Appropriating, assembling and repurposing secondhand objects and images, this influential pioneer of Conceptual art has been challenging notions about the relationship of art, artist and viewer since the late 1960s. In his latest work, No Time Left to Start Again/The B (Birth) and D (Death) of R ‘n’ R (2012), he remains true to form, bringing together several thousand digital scans of record covers, photographs, newspaper obituaries, maps and other ephemera. Included are all kinds of vintage materials, from a publicity photo of Elvis Presley in a shiny gold suit and an ad for Thriftytone Photo Finishing to a recording featuring Jimmie Noone and his Orchestra, and even an application to join the Ku Klux Klan.
As Ruppersberg spells out in an unusually exacting wall text indicative of the obsessive nature of the project, the work includes 40 4-foot-square pegboard panels grouped into five loose thematic sections tied to different musical styles. One set of eight panels, serving as a kind of introduction, hangs on a wall outside the gallery, and the rest run along two interior walls and both sides of a pair of angled partitions. In the middle of the room are a sofa and coffee table, which give the environment a homey feel. Visitors can sit down and look through binders filled with even more memorabilia or scroll through some 1,400 vintage songs on a digital player connected to an overhead speaker.

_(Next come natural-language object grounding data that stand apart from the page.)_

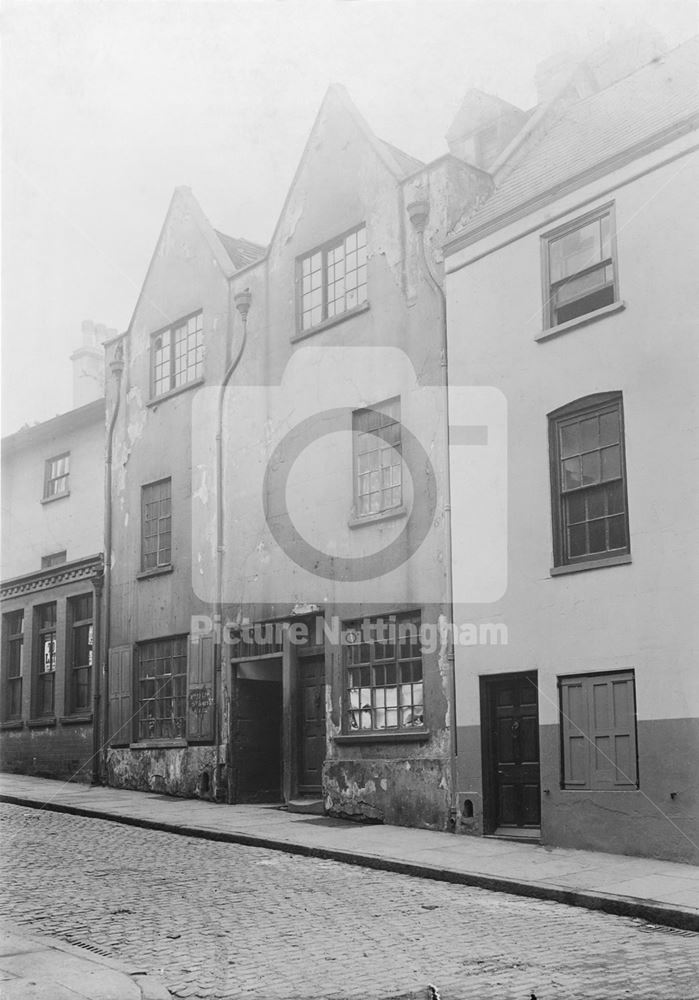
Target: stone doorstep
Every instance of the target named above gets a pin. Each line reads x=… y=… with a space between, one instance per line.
x=313 y=807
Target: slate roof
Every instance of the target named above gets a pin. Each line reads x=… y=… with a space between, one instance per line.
x=595 y=129
x=242 y=252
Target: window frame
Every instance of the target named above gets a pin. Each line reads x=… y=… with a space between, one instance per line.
x=159 y=566
x=177 y=698
x=173 y=387
x=400 y=730
x=49 y=479
x=13 y=682
x=359 y=516
x=577 y=410
x=73 y=708
x=43 y=632
x=550 y=321
x=568 y=680
x=324 y=249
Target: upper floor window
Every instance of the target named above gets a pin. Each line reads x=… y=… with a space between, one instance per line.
x=55 y=559
x=588 y=480
x=156 y=526
x=383 y=671
x=81 y=650
x=46 y=659
x=57 y=476
x=377 y=458
x=333 y=279
x=177 y=355
x=580 y=268
x=14 y=647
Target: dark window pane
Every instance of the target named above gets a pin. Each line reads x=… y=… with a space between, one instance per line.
x=596 y=502
x=577 y=540
x=570 y=440
x=591 y=468
x=598 y=536
x=615 y=497
x=589 y=434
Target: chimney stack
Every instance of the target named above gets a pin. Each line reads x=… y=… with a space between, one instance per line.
x=88 y=363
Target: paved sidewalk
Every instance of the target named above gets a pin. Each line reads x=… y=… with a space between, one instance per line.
x=662 y=892
x=38 y=968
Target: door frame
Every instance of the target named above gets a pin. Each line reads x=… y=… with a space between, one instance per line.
x=487 y=683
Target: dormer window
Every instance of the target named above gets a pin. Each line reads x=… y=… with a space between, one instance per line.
x=177 y=355
x=333 y=279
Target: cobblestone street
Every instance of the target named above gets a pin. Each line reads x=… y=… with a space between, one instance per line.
x=221 y=920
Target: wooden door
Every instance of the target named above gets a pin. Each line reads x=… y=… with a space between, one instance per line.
x=311 y=728
x=513 y=751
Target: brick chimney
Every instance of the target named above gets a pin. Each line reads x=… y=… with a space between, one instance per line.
x=88 y=363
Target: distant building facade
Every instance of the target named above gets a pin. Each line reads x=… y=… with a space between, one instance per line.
x=572 y=290
x=53 y=518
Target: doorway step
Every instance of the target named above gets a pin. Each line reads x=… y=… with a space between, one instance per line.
x=311 y=806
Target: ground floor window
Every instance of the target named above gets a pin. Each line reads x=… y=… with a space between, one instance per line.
x=383 y=671
x=14 y=639
x=79 y=683
x=162 y=688
x=46 y=666
x=598 y=731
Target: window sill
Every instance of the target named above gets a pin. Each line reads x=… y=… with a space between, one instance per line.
x=175 y=392
x=419 y=736
x=332 y=321
x=59 y=496
x=77 y=719
x=573 y=324
x=46 y=723
x=158 y=744
x=358 y=521
x=158 y=571
x=621 y=560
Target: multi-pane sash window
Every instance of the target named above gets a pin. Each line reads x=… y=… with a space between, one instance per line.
x=383 y=670
x=156 y=525
x=598 y=728
x=377 y=458
x=46 y=666
x=81 y=653
x=177 y=355
x=588 y=480
x=57 y=476
x=333 y=279
x=581 y=269
x=14 y=637
x=162 y=688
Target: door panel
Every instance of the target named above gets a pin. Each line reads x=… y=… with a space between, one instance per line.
x=513 y=750
x=311 y=716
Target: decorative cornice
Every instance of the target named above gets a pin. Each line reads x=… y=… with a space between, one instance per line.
x=81 y=569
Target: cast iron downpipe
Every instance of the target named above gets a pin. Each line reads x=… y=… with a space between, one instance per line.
x=242 y=303
x=116 y=366
x=419 y=213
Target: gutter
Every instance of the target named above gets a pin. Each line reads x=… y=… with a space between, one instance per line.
x=100 y=732
x=418 y=212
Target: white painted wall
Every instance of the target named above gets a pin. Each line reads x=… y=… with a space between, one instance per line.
x=642 y=615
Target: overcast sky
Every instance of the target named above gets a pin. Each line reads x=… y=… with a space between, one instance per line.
x=107 y=106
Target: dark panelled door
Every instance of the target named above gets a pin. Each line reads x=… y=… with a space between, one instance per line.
x=515 y=750
x=311 y=716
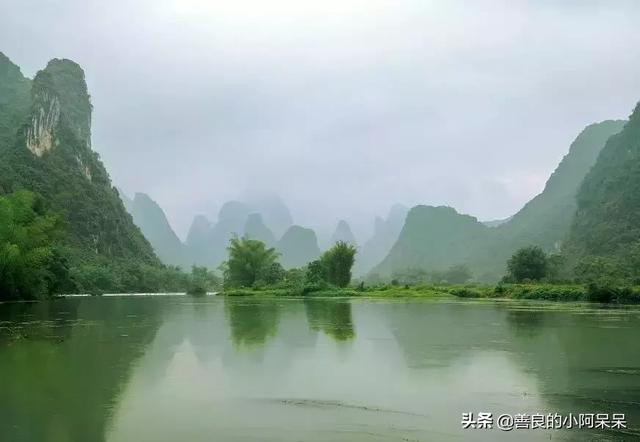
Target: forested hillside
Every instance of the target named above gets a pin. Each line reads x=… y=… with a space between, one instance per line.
x=607 y=221
x=434 y=239
x=45 y=148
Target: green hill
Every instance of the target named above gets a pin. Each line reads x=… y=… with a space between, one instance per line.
x=45 y=147
x=607 y=221
x=434 y=238
x=151 y=219
x=298 y=246
x=255 y=228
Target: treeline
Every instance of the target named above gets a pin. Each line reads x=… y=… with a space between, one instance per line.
x=34 y=264
x=252 y=265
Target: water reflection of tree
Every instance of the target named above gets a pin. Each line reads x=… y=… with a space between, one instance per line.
x=331 y=316
x=62 y=375
x=252 y=322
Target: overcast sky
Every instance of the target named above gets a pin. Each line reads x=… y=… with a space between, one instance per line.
x=343 y=107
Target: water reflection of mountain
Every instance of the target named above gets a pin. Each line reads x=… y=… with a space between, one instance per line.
x=582 y=361
x=65 y=364
x=331 y=316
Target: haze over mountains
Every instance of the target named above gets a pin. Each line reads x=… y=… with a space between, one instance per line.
x=45 y=136
x=589 y=206
x=432 y=238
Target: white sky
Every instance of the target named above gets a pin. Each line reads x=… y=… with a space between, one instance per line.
x=343 y=107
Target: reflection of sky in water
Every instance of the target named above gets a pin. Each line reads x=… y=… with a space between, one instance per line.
x=286 y=370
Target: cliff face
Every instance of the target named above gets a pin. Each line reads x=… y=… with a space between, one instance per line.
x=607 y=221
x=15 y=101
x=52 y=156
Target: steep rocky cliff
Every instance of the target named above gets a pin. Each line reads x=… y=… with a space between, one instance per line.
x=51 y=154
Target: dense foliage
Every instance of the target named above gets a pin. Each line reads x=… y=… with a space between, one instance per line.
x=250 y=262
x=527 y=264
x=28 y=267
x=438 y=237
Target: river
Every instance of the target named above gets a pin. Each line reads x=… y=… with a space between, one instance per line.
x=176 y=368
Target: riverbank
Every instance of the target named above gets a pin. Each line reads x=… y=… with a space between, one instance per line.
x=543 y=292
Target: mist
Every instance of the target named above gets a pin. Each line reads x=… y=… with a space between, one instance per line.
x=342 y=108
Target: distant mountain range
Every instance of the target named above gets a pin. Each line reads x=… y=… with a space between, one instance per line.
x=588 y=208
x=45 y=147
x=434 y=238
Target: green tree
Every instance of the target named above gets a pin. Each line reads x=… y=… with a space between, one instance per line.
x=249 y=261
x=201 y=281
x=458 y=274
x=528 y=263
x=338 y=262
x=27 y=232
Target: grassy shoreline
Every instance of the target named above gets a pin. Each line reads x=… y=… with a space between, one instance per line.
x=542 y=292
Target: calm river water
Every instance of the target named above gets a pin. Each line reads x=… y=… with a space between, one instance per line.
x=175 y=368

Each of the pegboard panels is decorated with brightly colored targets or triangular pennants with words that Ruppersberg says can be read as a kind of poem. Scattered and stacked on the floor are 60 packing boxes, most bearing appropriated, silkscreened images, such as an old-time ad urging “Listen to America . . . On Decca Country Records.” The boxes outside the gallery differ slightly, sporting more of the targets as well as pennants with words having various musical associations. To top everything off, Ruppersberg has put together eight compilation albums-on vinyl, of course-and some of his covers are on view. (A website address posted in the show indicates where they may be purchased.)
While parts of this installation are painstakingly crafted and well ordered, much of it is deliberately amateurish. Many of the scanned images are positioned off-center or askew, and displayed in office-store plastic pages rudimentarily hung on hooks. Though some vague historical narrative runs through it all, there are no labels or captions and no real structure, so it all comes off as somewhat aimless and amorphous, and certainly in no way educational. Instead, the intent of this work appears to be about casting a mood or trading in nostalgia. And for Ruppersberg, that seems to be enough.
Photo: Allen Ruppersberg: No Time Left to Start Again/The B (Birth)and D (Death) of R ‘n’ R (detail of one of five sections), 2010-12; at the Art Institute of Chicago.